On 1 January the customs duty on imported cars rose from 10 percent of the price – the old Kazakh rate – to match the Russian rate of 30 to 35 percent. Behind these measures, some see Russia attempting to give an unfair advantage to its own auto industry products – cars that are uncompetitive on world markets.
The new tariff system could unleash a flood of imports of all sorts, they warn, undermining domestic producers’ market positions and perhaps causing an upturn in inflation. In 2007, Kazakhstan exported about $46 billion worth of goods and services, dominated by hydrocarbons, and imported about $30 billion worth, according to the World Bank.
At first glance it may seem that domestic producers in Kazakhstan now have a price advantage over imports, because of the higher import duties. The truth is that old marketplace rivals have given way to new ones. The Russian government is the dominant influence over common economic policies in the customs union’s coordinating structures. Kazakh companies may now face a raft of new competition from Russian firms under less than equal conditions.
One Kazakh economic analyst thinks local businesses must get ready for cutthroat competition from Russian imports.
According to Dosym Satpaev, director of the Risk Assessment Group think tank in Amaty, Russian companies are likely to gain the advantage on the Kazakh market over the next several years, thanks to the more competitive products the far larger and comparatively more developed Russian economy can turn out. Meanwhile, he says, the Kazakh economy will continue to be hampered by organizational deficits, quality control, and other problems. Kazakhstan is not yet ready for economic integration of the type Russia is spearheading, he warns.
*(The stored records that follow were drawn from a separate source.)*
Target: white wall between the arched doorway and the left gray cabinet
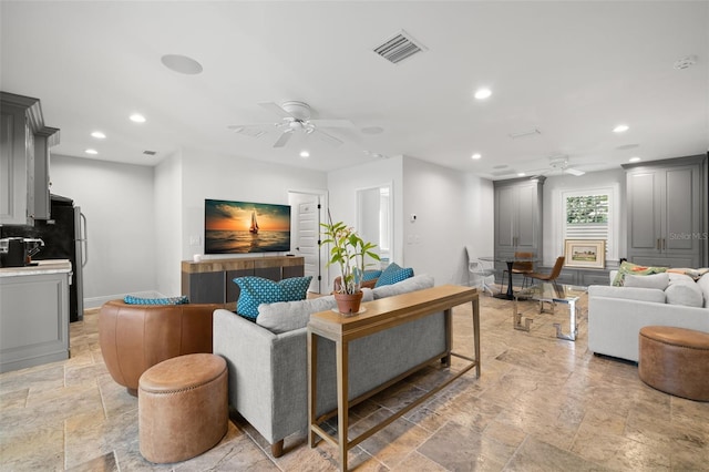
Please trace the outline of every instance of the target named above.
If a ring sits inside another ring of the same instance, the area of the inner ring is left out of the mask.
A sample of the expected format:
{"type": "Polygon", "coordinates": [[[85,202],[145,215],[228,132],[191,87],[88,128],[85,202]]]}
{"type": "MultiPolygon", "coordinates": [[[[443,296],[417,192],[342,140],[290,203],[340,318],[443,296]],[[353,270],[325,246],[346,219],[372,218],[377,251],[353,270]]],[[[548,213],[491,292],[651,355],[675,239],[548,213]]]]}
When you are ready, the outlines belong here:
{"type": "Polygon", "coordinates": [[[492,182],[411,157],[403,164],[405,265],[436,285],[467,284],[465,246],[493,254],[492,182]]]}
Economic data alone underline Russia’s leading role in the new customs union and proposed single market. Although the Kazakh economy is one of the largest of the ex-Soviet republics, with a 2008 GDP estimated by the World Bank to be $132 billion, it’s less than a tenth the size of Russia’s.
Coming close on the heels of the launch of the customs union, the victory of a close friend in the Ukrainian presidential election will give new impetus and vigor to the Kremlin’s aim of further asserting its dominance of the post-Soviet economic space.
So far Kyrgyzstan and Tajikistan have indicated strong interest in joining the customs union, and as for the second-largest economy in the post-Soviet sphere, Ukraine, president-elect Viktor Yanukovych told the British Daily Telegraph that he favored joining the growing Russian-led economic zone. Ukrainian entry into the customs union would shift the regional balance of power strongly toward inner Eurasia, and, particularly if no positive steps toward creating a more liberal political system occur in Russia, the European Union could then expect to face stronger Russian pressure in the center and west of the continent.
Given that the Kremlin is seeking to regain its influence in Eurasia, if Ukraine joins the Russian-led economic zone, the Baltic states and the Central and Eastern European former Warsaw Pact members will take the brunt of that pressure.